Pandemic school closures aren’t about politics; court weighs Trump immunity claims



Local schools are closing because of pandemic realities during the worst U.S. surge yet, not because they’re trying to make your invented ideologies look bad. Get over yourself.

In the news today: Many of the nation’s most prominent voices are now quite sure that school closures during a pandemic are a political stance—and that’s as good an example of the stakes-free nihilism of our political punditry as you might find. There are a lot of schools closed right now, but the reason isn’t politics: There are simply so many teachers sick with COVID during the omicron surge that schools don’t have enough staff to function—and so many children out sick that teachers can’t continue lesson plans anyway. And none of it is a conspiracy against you.

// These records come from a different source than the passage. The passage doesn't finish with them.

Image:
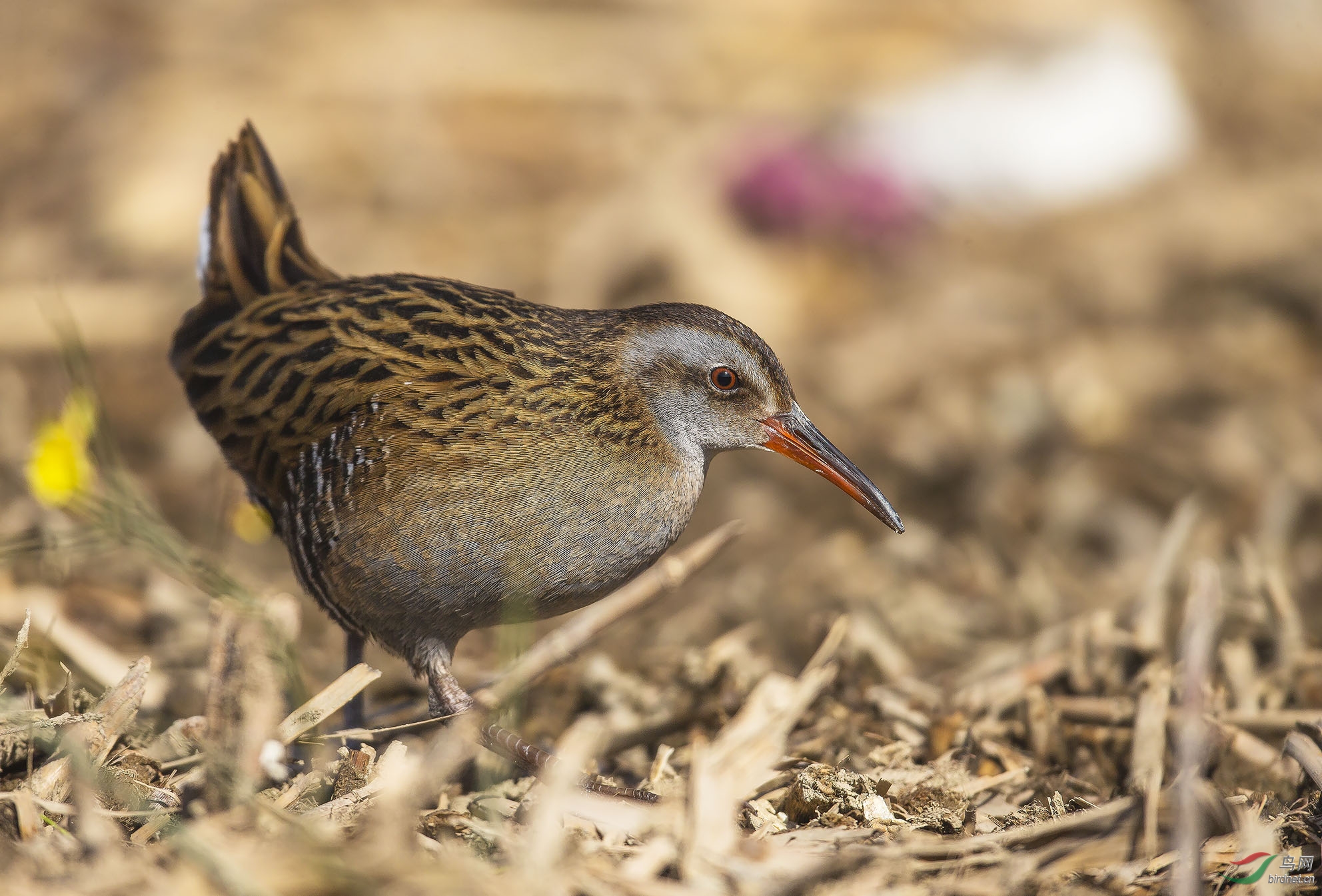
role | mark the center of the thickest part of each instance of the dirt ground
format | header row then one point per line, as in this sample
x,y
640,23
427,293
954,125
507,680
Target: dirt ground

Elsewhere, a federal judge contemplates whether Trump and top Jan. 6 allies have “absolute” immunity after inciting the crowd into violent acts, and we’re still waiting to hear what happens to the Republicans who signed false documents claiming to be the “real” electors from the states that Trump’s team didn’t want to be counted toward Biden’s victory. Because so far there hasn’t been a peep suggesting that the teams who submitted those fake documents will be held to account.

Which is an odd outcome, in a country where passing an alleged counterfeit bill can result in police killing you outright.